Cree que “el lenguaje esencial poético es a su vez instantáneamente subjetivo”. Él lo enlaza con la “cultura de la pobreza” que caracteriza su discurso poético; así, “en nosotros, «los de la pobreza» […], la subjetivación radical y el patetismo resultarán naturales y nuestro lenguaje no estará «normalizado» porque […] será un lenguaje poética y semánticamente subversivo”. Y ya que del lenguaje hablamos, será pertinente aterrizar en un asunto redundante y espinoso: el del presunto hermetismo de esta poesía tildada de irracionalista. En “Escritura”, confiesa que “le asaltan” esos dos calificativos. “Discrepo. Discrepo cuando se trata de considerar lenguajes poéticos veraces.” Se refirió antes a que “el lenguaje de la poesía será –ha de ser– veraz”. Piensa que la democracia liberal “engendra una escritura poética [poética y no poética] cuyo valor es un valor de mercado, no de creación ni de revelación” (el subrayado es mío). “Desaparece el sentido, que se sustituye por el ingenio o por algún realismo fácil y funcional”. Y concluye: “Instalarse en el pensamiento débil, en la proximidad de la no significación, es una estupidez grotesca ante el hecho capital de que vivimos para la muerte y lo sabemos”. En una conversación con Javier Rodríguez Marcos (El País) comentó que el lenguaje de la poesía es “un lenguaje distinto y como tal se opone al usual, que es propio del lenguaje del poder, aquel encargado de decir lo decible”.
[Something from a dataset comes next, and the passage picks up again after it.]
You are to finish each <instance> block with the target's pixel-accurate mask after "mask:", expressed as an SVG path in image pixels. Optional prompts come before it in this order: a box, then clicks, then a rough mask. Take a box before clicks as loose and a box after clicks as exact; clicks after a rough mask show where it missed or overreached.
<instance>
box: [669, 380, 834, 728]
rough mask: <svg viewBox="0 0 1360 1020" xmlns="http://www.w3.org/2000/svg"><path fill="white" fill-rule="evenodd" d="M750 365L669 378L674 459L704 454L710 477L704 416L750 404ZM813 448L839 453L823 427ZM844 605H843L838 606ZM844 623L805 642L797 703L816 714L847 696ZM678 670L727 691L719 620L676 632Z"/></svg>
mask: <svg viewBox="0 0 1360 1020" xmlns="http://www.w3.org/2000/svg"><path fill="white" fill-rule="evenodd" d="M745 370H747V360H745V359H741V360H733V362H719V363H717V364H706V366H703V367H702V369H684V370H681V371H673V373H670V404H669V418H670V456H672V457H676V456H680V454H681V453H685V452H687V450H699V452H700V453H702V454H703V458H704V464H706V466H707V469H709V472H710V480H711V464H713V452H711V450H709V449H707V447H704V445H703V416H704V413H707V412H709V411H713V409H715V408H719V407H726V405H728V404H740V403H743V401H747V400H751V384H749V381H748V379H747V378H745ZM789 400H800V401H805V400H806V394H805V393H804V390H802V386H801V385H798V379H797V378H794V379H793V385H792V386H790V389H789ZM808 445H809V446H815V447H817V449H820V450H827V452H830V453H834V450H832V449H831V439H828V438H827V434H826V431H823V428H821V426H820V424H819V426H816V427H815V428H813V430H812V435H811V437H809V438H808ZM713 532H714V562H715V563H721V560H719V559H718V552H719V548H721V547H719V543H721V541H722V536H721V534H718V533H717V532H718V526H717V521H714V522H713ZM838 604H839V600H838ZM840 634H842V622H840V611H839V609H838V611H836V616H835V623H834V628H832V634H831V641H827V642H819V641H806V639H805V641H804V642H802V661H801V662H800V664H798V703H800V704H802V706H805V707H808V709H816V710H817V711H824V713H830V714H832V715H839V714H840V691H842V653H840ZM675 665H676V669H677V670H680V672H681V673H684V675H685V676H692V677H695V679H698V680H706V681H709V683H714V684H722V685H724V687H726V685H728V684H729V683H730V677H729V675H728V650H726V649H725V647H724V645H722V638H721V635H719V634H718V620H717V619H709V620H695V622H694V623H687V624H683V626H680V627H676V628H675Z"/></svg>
Este lector recuerda al inglés Geoffrey Hill, lo de “somos difíciles”. Gamoneda podría parafrasearlo: “Creo que el arte tiene derecho –no la obligación– de ser difícil si así lo desea”. En otro contexto, éste ha escrito: “Mi incoherencia consiste en ser consciente de mi incoherencia”. Matiza: “la poesía es antes sensible que inteligible o, diciéndolo de otra manera, es inteligible bajo condiciones de sensibilidad”. Algo que se vincula de inmediato con la música y el ritmo que esa poesía conlleva, pues “el pensamiento poético se produce también rítmicamente”, ya que “su valor musical está en el que sea estado original del pensamiento”. Y asevera: “La música –la rítmica al menos– es parte en las significaciones poéticas”. No en vano, “El pensamiento poético es un pensamiento que canta” y “la escritura poética, aunque carezca de componentes melódicos, posee valores rítmicos y estos son medularmente musicales”.
Es más la incertidumbre, ese ir a tientas (“desconozco las causas de la escritura y padezco el desconocimiento”), a la intemperie, ese “he escrito lo que sé y lo que desconozco, y lo uno y lo otro es lo mismo” o ese “estoy hablando conmigo mismo antes que escribiendo”, lo que dota a esta poesía de esa alta dosis de indefinición o de apertura que sólo el lector atento y paciente es capaz de discernir o siquiera vislumbrar. Ese “no entender entendiendo” del santo carmelita. Por expresarlo en los términos ferlosianos, lo de Gamoneda es genitum (inspirado) y no factum (fabricado).
Su universalidad parte, como siempre que lo es de verdad, de su localismo: yo, mi casa y mi ciudad. La del que dice ser, qué paradoja, “prototipo de poeta provinciano”. Un hombre que trae a la escritura “una herida”: “Mi poesía y mi vida se han formado llevando en sí las marcas del sufrimiento que, en la infancia, en la adolescencia y en la juventud, recayó en mi existencia y sobre la de tantos otros españoles: el sufrimiento derivado de la orfandad, el desgarramiento de la guerra civil y la pobreza”. De esa “cultura” proviene. De la que “se genera en las carencias y en el cansancio”. Donde habita la “radical esencialidad poética”. Gamoneda habla “desde el interior de la pobreza”. Esa pobreza es su verdadera poética. “Lo poético, esa luz”, escribió Adam Zagajewski. Esta luz, la que irradia la poesía original de Antonio Gamoneda.